That working ease notwithstanding, this property came with its own set of unfamiliar mandates for Carrier and Company, who are set to publish their second book this fall with Rizzoli. Chief among them that every aspect of the house should be in service of an indoor-outdoor daily rhythm. And while its proximity to the ocean is apparent and the sunny climate fully embraced, the family was also keen to retain aspects of their urbane, classic aesthetic. “It’s been interesting to see the balance—the modernity as well as a love of tradition,” says Miller, “That balance between something that is warm and lovely, but also very stylish.”

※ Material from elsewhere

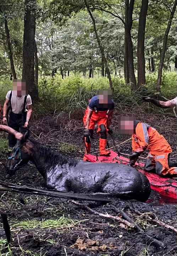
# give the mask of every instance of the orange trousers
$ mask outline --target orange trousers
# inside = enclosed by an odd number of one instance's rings
[[[177,175],[177,167],[169,167],[170,155],[172,150],[167,140],[153,128],[150,127],[146,132],[141,124],[138,124],[136,134],[132,135],[132,146],[134,151],[142,151],[146,147],[149,150],[145,170],[150,171],[155,169],[159,175]]]
[[[85,115],[83,118],[83,122],[85,126],[86,125],[88,107],[87,107],[85,111]],[[107,128],[107,115],[106,114],[107,112],[107,111],[98,111],[97,113],[96,113],[95,110],[94,110],[92,115],[89,126],[89,129],[92,130],[93,132],[95,126],[96,124],[97,124],[98,126],[97,133],[101,133],[103,132],[103,133],[104,133],[106,135],[105,137],[106,138],[101,138],[101,134],[100,135],[99,149],[100,151],[100,155],[107,155],[110,154],[110,152],[109,150],[106,150],[107,142],[107,134],[108,131],[108,129]],[[104,126],[102,126],[101,125],[103,125]],[[102,130],[101,128],[102,127],[104,127],[104,130]],[[89,153],[91,147],[90,142],[87,142],[85,138],[85,141],[87,147],[87,149],[85,148],[86,152]],[[84,157],[83,160],[85,160]]]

This alluring mix alights in the incorporation of the homeowners’ existing artwork (pieces by the likes of Elizabeth Atterbury, Jim Dine, Mimi Jung, and Angelbert Metoyer) and a careful spread of distinctly un-beachy items (light fixtures by Rose Uniacke, a Deco-inspired blue-lacquer-and-brass bar, Osvaldo Borsani dining chairs). To soften the edges of more cosmopolitan moments, Carrier and Miller looked to the existing Spanish architectural elements in the home for inspiration: exposed-wood beams, hand-plastered archways, wide oak floorboards. In the living room, for example, a single-slab live-edge wood coffee table sits before a modern Vladimir Kagan Serpentine Sofa on a chunky jute rug. Cozy textiles in muted colors mingle with colorful accents throughout.
“They have a wonderful way of listening and interpreting our vision and adding depth and design that we could never layer in or acquire on our own,” the homeowners note of the collaboration.
“Our design philosophy is that balance of high-low,” Carrier explains. “So there’s a little bit of formality mixed with something a little more rusticated that’s also playing off the architecture.”
Giannetti, the project’s architect and landscape designer, was first brought in largely due to his familiarity with the estate, having led its first remodel for the previous owners several years prior. It also didn’t hurt that he is widely considered a master of melding classical and modern architecture—a perfect fit not only for a historic home with beautiful bones but for the clients, whose wish list was topped by those two elements. “One of the ideas was to do something that was timeless,” he notes. “We wanted it so you wouldn’t really even know that anything was done, just something that lived more indoor-outdoor.”